Hats.finance is a proactive bounty protocol for white hat hackers and auditors, where projects, community members, and stakeholders incentivize protocol security and responsible disclosure.
Hats create scalable vaults using the project’s own token. The value of the bounty increases with the success of the token and project. In addition, prolific NFT artists have pledged assistance and will create numerous unique NFTs that will be minted specially for hackers and auditors that will responsibly disclose vulnerabilities.
We offer to every participant in the ecosystem of Ethereum skin in the game, to ensure a more secure future for the users of #Ethereum.

Hats.finance mechanism

  • Smart contracts are continuously offering a bounty in the form of their value or the value that is locked by them. Extracting this value in a malicious manner causes more harm to the ecosystem than the size of the extracted value.
  • Incentivize continuous audit for smart contracts
  • Hack or exploits have an effect on the adoption of all smart contract projects and the ecosystem itself. Ecosystem adoption could be boosted if we could reduce this risk.
  • The future of the economy is being withheld by the forces who try to hack it. Hats.finance incentivizes both parties to collaborate towards the success of the ecosystem.

A thought experiment

An individual, let’s call him Mr. Hightopp, finds an exploit in a semi-popular Ethereum decentralized finance (DeFi) protocol.
Currently, the only way for Mr. Hightopp to get substantial monetary reward for his hard work is to exploit the protocol, risk money, and potentially gain a large amount of limited fungibility funds, let’s say $20m. If he succeeds, it will incur a devastating outcome to the project’s token value, investors, community, with additional millions lost as collateral for liquidity providers and other

The Hats Alternative

Hats proposes a different path for Mr. Hightopp. disclose the exploit, get fully fungible $5m plus potential upside from the protocol itself as it is now more secure. In addition, Mr.
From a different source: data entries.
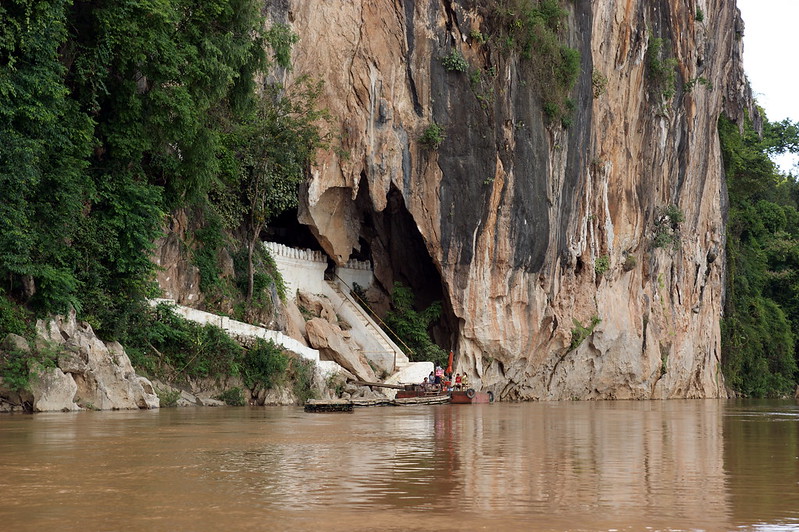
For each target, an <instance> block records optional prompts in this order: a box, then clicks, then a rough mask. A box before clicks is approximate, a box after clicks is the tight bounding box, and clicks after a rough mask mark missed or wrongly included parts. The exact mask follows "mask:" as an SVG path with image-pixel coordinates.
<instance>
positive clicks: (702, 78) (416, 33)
mask: <svg viewBox="0 0 799 532" xmlns="http://www.w3.org/2000/svg"><path fill="white" fill-rule="evenodd" d="M278 4H279V5H274V6H273V7H272V8H271V9H272V13H271V14H272V17H273V19H275V20H279V21H286V22H288V23H290V24H291V25H292V27H293V29H294V31H296V32H297V33H298V34H299V35H300V36H301V40H300V42H299V43H298V44H297V45H296V47H295V49H294V57H293V62H294V70H293V72H294V73H293V74H292V73H287V74H286V76H287V79H286V82H288V83H291V77H290V76H292V75H298V74H303V73H312V74H313V75H314V76H316V77H318V78H321V79H324V80H325V83H326V85H325V95H324V101H323V102H322V104H323V105H324V106H325V107H326V108H327V109H329V110H330V112H331V114H332V116H333V117H334V118H335V121H336V127H337V128H338V129H337V131H335V133H338V134H339V135H340V138H341V139H342V145H341V149H340V150H334V151H329V152H324V153H322V154H320V157H319V160H318V164H317V165H316V167H315V168H314V169H313V172H312V178H311V180H310V182H309V184H308V185H307V187H306V189H305V190H304V191H303V197H302V199H301V209H300V220H301V222H303V223H305V224H307V225H308V226H309V227H310V228H311V229H312V231H313V233H314V234H315V235H316V237H317V239H318V241H319V243H320V244H321V245H322V247H323V248H324V249H325V251H326V252H327V253H328V255H329V256H331V257H332V258H333V259H334V260H335V261H337V262H338V263H339V264H342V263H344V262H345V261H346V260H347V259H348V258H349V257H350V255H351V254H352V253H353V251H354V250H359V251H360V252H361V254H364V253H368V254H369V255H370V257H369V258H370V259H371V260H372V261H373V262H374V264H375V275H376V277H377V279H378V281H379V282H380V283H381V284H382V286H383V287H384V289H385V290H386V291H389V290H390V287H391V286H392V283H393V281H394V280H397V279H400V280H406V281H407V282H410V283H411V284H414V283H416V285H417V286H416V288H417V293H419V292H424V291H425V290H428V289H430V288H431V287H433V285H438V287H437V288H436V290H437V291H438V293H435V294H433V293H432V292H431V295H430V297H429V298H428V299H431V298H435V297H439V296H440V297H442V298H443V299H444V301H445V304H444V308H445V310H446V313H447V319H446V320H445V322H447V323H448V324H449V329H448V330H446V331H444V334H445V336H446V337H444V338H440V340H441V341H440V343H442V344H447V343H448V344H449V345H454V346H455V350H456V353H457V357H456V368H455V369H456V371H459V372H466V373H467V374H469V375H470V376H471V377H472V380H473V382H474V383H475V384H476V385H478V386H482V387H483V388H487V389H492V390H494V391H495V393H497V394H498V396H499V397H500V398H504V399H542V400H547V399H551V400H556V399H614V398H615V399H628V398H629V399H633V398H635V399H644V398H678V397H718V396H723V395H725V387H724V382H723V378H722V376H721V373H720V368H719V365H720V356H721V355H720V327H719V318H720V316H721V309H722V298H723V286H724V249H725V241H724V223H725V220H724V215H725V201H726V199H725V185H724V178H723V170H722V161H721V156H720V150H719V142H718V135H717V130H716V123H717V119H718V117H719V115H720V114H721V113H726V114H727V115H729V116H730V117H732V118H734V119H737V120H740V119H741V118H742V116H743V114H744V112H745V111H746V110H748V109H750V108H752V102H751V96H750V94H749V89H748V86H747V84H746V80H745V77H744V75H743V70H742V66H741V46H742V44H741V40H740V35H741V33H742V30H743V25H742V21H741V19H740V16H739V13H738V10H737V8H736V7H735V5H734V2H729V1H727V0H700V1H699V2H698V3H697V2H685V1H683V0H659V1H656V2H644V1H643V0H631V1H628V2H600V1H592V2H589V1H588V0H579V1H577V2H562V5H563V6H564V8H566V9H568V10H569V15H568V17H567V24H566V25H567V26H568V30H567V31H565V33H564V35H563V38H564V39H565V41H566V42H567V43H568V44H569V46H571V47H572V48H575V49H577V50H578V51H579V52H580V57H581V59H580V74H579V78H578V80H577V83H576V85H575V86H574V88H573V89H572V91H571V93H570V98H571V100H572V102H573V103H574V110H573V113H572V115H571V117H570V122H571V123H570V125H568V127H564V125H562V124H561V123H560V122H559V121H556V122H557V123H553V122H552V121H551V120H548V119H547V117H546V116H545V114H544V113H543V111H542V102H541V94H539V93H538V89H537V88H536V87H537V86H538V85H537V84H536V83H531V81H532V80H531V78H530V76H531V70H530V68H529V67H528V66H526V64H525V60H524V59H521V58H520V57H519V56H518V55H517V54H508V53H507V52H506V51H503V49H502V46H501V45H500V44H499V43H498V42H496V41H492V38H494V37H495V36H496V35H497V32H496V31H495V30H496V28H491V27H490V26H489V24H488V22H487V21H486V20H484V19H483V17H482V16H481V12H480V11H479V10H478V9H476V8H475V7H474V6H475V5H480V4H481V2H466V1H462V2H457V1H452V0H443V1H440V2H410V1H405V2H399V1H396V0H376V1H374V2H360V1H355V0H349V1H342V2H328V3H324V2H322V3H318V2H301V1H299V0H289V1H288V2H284V3H278ZM698 8H699V9H702V11H703V13H704V17H703V18H702V20H698V19H699V17H697V16H696V13H697V9H698ZM477 36H488V42H487V43H485V42H483V40H484V39H479V38H477ZM655 42H658V43H662V46H663V50H664V53H665V54H666V56H668V57H673V58H675V59H676V60H677V67H676V69H675V71H674V74H675V80H674V84H673V88H674V90H675V92H674V94H673V95H669V94H667V92H668V91H662V90H658V88H657V87H654V86H653V80H652V75H651V72H650V70H649V69H650V68H651V66H650V65H649V61H648V59H647V51H648V49H649V48H650V46H652V45H653V43H655ZM452 50H457V51H458V53H460V54H461V55H462V56H463V57H464V58H465V59H466V61H467V62H468V70H467V71H466V72H460V71H448V70H447V69H446V68H445V67H444V66H443V64H442V61H441V58H443V57H444V56H446V55H447V54H449V53H450V52H451V51H452ZM433 123H436V124H438V125H440V126H442V127H443V128H444V129H445V132H446V133H445V134H446V136H445V138H444V140H443V142H442V143H441V144H440V146H439V147H438V148H437V149H431V148H430V147H429V146H428V147H425V146H423V145H422V144H421V143H420V142H419V138H420V136H421V134H422V132H423V130H424V129H425V128H426V127H427V126H429V125H430V124H433ZM343 154H346V156H345V155H343ZM669 208H672V209H674V210H672V216H669V215H668V214H667V212H668V210H669ZM677 213H679V215H677ZM403 217H404V218H403ZM678 218H682V221H678ZM425 263H426V264H430V265H431V267H430V268H428V269H424V268H422V266H423V265H424V264H425ZM431 277H436V279H434V282H431ZM428 291H430V290H428ZM433 292H435V290H433ZM424 297H425V294H424V293H422V294H421V295H420V298H421V299H424ZM592 318H597V319H599V320H601V321H599V323H598V324H596V325H595V326H594V327H592V328H591V327H589V323H590V322H591V321H592ZM594 321H595V320H594ZM580 331H586V332H587V334H585V335H584V336H585V338H584V340H583V341H582V342H579V345H576V344H577V343H578V342H574V345H573V340H575V339H577V338H578V336H580ZM312 343H313V342H312Z"/></svg>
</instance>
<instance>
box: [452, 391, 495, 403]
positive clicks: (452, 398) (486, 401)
mask: <svg viewBox="0 0 799 532" xmlns="http://www.w3.org/2000/svg"><path fill="white" fill-rule="evenodd" d="M449 402H450V403H452V404H458V405H473V404H480V403H493V402H494V392H478V391H476V390H474V389H472V388H469V389H468V390H452V391H451V392H449Z"/></svg>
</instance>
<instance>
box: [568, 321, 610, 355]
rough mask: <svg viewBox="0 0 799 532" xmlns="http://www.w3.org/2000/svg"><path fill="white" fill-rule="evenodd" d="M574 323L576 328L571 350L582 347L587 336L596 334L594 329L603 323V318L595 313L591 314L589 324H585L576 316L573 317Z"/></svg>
mask: <svg viewBox="0 0 799 532" xmlns="http://www.w3.org/2000/svg"><path fill="white" fill-rule="evenodd" d="M572 323H574V328H573V329H572V342H571V345H569V351H574V350H575V349H577V348H578V347H580V345H582V343H583V342H584V341H585V339H586V338H588V337H589V336H591V335H592V334H594V329H595V328H596V326H597V325H599V324H600V323H602V320H601V319H600V318H599V316H597V315H596V314H594V315H593V316H591V322H590V323H589V324H588V326H584V325H583V324H582V323H580V322H579V321H578V320H577V319H576V318H572Z"/></svg>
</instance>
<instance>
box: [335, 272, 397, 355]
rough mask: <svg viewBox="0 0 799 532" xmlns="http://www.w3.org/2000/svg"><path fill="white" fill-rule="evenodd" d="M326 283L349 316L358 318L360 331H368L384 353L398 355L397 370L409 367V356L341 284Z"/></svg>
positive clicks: (393, 354) (372, 337) (377, 344)
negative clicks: (341, 285)
mask: <svg viewBox="0 0 799 532" xmlns="http://www.w3.org/2000/svg"><path fill="white" fill-rule="evenodd" d="M326 282H327V284H328V285H329V286H330V288H331V289H332V290H333V291H334V292H335V294H336V295H337V296H338V297H339V298H340V299H341V305H343V306H345V307H347V309H348V310H349V311H350V312H348V313H347V314H348V315H350V316H355V317H356V319H357V320H358V322H359V324H360V326H361V327H360V329H361V330H366V331H368V332H369V333H370V335H371V336H372V338H373V339H374V341H375V342H376V343H377V345H379V346H380V349H381V350H382V351H383V352H385V353H391V354H392V355H396V369H403V368H405V367H407V366H408V364H409V363H410V360H408V357H407V355H406V354H405V353H404V352H403V351H402V349H400V347H399V346H398V345H397V344H395V343H394V342H393V341H391V339H390V338H389V337H388V335H386V333H385V331H383V329H381V328H380V326H379V325H378V324H377V323H375V321H374V320H373V319H372V318H371V316H369V314H368V313H367V312H366V310H365V309H364V308H363V307H361V306H360V305H359V304H358V303H356V302H355V301H354V300H353V298H352V296H350V295H349V294H348V293H346V292H345V290H344V288H343V287H342V286H341V285H340V284H339V283H337V282H335V281H326Z"/></svg>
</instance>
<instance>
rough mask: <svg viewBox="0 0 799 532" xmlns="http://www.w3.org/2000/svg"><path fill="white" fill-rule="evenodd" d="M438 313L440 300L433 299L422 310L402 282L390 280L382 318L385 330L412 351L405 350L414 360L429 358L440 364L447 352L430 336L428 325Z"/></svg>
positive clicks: (429, 326)
mask: <svg viewBox="0 0 799 532" xmlns="http://www.w3.org/2000/svg"><path fill="white" fill-rule="evenodd" d="M440 317H441V302H440V301H436V302H434V303H432V304H431V305H430V306H428V307H427V308H426V309H424V310H422V311H418V310H416V309H415V308H414V295H413V291H412V290H411V289H410V288H409V287H407V286H405V285H404V284H402V283H399V282H395V283H394V291H393V292H392V294H391V311H389V313H388V314H386V319H385V322H386V324H387V325H388V329H389V331H388V332H389V333H391V334H395V335H396V336H398V337H399V338H400V340H402V342H404V343H405V345H407V346H408V347H409V348H410V349H411V350H412V352H411V353H406V354H407V355H408V356H409V358H410V359H411V360H412V361H414V362H419V361H425V360H428V361H431V362H433V363H435V364H438V365H441V366H444V365H446V362H447V353H446V352H445V351H444V350H443V349H442V348H441V347H439V346H438V345H436V344H435V343H434V342H433V340H432V339H431V338H430V333H429V332H428V330H429V328H430V326H431V325H432V324H433V323H434V322H436V321H437V320H438V319H439V318H440Z"/></svg>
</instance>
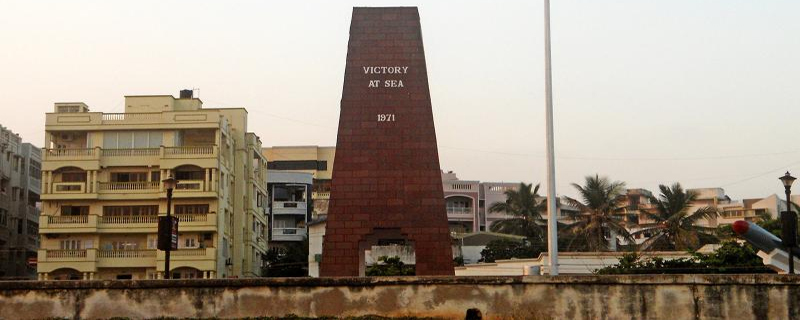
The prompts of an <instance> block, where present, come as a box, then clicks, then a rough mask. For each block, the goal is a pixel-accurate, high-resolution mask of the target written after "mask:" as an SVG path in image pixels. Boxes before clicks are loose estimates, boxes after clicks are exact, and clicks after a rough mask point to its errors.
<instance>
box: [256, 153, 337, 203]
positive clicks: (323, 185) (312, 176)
mask: <svg viewBox="0 0 800 320" xmlns="http://www.w3.org/2000/svg"><path fill="white" fill-rule="evenodd" d="M262 152H263V155H264V157H266V158H267V161H268V163H267V166H268V168H269V169H270V170H281V171H290V172H304V173H309V174H311V178H312V181H313V182H312V186H311V199H312V200H313V203H314V208H313V210H312V217H314V218H318V217H319V218H321V217H323V216H325V215H327V214H328V200H330V197H331V177H332V175H331V174H332V173H333V158H334V155H335V154H336V147H319V146H284V147H269V148H264V149H263V150H262Z"/></svg>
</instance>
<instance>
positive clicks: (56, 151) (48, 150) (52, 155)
mask: <svg viewBox="0 0 800 320" xmlns="http://www.w3.org/2000/svg"><path fill="white" fill-rule="evenodd" d="M43 151H44V152H43V154H44V158H45V160H48V159H54V158H83V157H86V158H88V157H94V155H95V152H94V148H81V149H72V148H70V149H43Z"/></svg>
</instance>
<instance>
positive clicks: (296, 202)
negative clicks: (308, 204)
mask: <svg viewBox="0 0 800 320" xmlns="http://www.w3.org/2000/svg"><path fill="white" fill-rule="evenodd" d="M274 203H275V205H274V208H276V209H305V208H306V202H305V201H275V202H274Z"/></svg>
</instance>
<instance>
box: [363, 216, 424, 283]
mask: <svg viewBox="0 0 800 320" xmlns="http://www.w3.org/2000/svg"><path fill="white" fill-rule="evenodd" d="M358 252H359V269H358V274H359V276H361V277H364V276H413V275H416V254H415V246H414V241H411V240H410V239H409V237H408V236H407V235H405V234H403V233H402V231H401V230H400V229H399V228H387V229H378V228H376V229H373V232H372V233H370V234H368V235H366V236H365V237H364V240H362V241H360V242H359V243H358Z"/></svg>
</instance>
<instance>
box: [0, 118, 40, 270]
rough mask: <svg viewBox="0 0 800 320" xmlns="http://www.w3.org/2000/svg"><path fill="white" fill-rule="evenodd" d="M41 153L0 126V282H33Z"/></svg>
mask: <svg viewBox="0 0 800 320" xmlns="http://www.w3.org/2000/svg"><path fill="white" fill-rule="evenodd" d="M40 192H41V150H40V149H39V148H37V147H35V146H33V145H31V144H30V143H23V142H22V138H20V136H19V135H17V134H15V133H13V132H11V130H9V129H7V128H6V127H3V126H2V125H0V279H35V278H36V268H35V263H36V250H37V248H38V247H39V208H38V207H39V205H40V203H39V194H40Z"/></svg>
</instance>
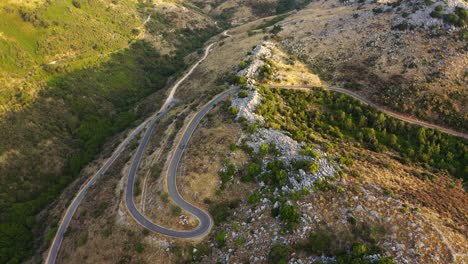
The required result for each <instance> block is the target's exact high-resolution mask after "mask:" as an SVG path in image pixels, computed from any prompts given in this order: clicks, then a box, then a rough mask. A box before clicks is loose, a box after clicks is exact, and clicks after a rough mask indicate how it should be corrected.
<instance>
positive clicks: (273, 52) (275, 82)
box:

Hightopp will get notoriety within the community for detecting and disclosing the vulnerability, a unique NFT made by some of the top artists in the NFT space, and work offers on the basis of his reputation.
By incentivizing an open hacking market that scales with the success of projects and significantly reward successful hackers — we will turn black and gray hat hackers into white hat hackers.

How it works

New vault - New bug bounty program

  • Hats governance creates a bounty vault of project tokens, which can fill up to 1% of said token circulating supply, farming Hats in the process.
  • In the case of a detected exploit, the hacker will disclose the vulnerability to the Hats committee, with an on-chain hash proof of the disclosure.
  • The committee, composed of researchers, project core developers, and white hat hackers, will approve or deny the vulnerability and a subsequent release of funds to the hacker, according to the token allocation specified in the vault.
  • Each vault has its own committee, own token, appointed by the project community.
  • This is a simple method that allows for scalable, continuous, and assured reward to hackers in the case of exploit detection.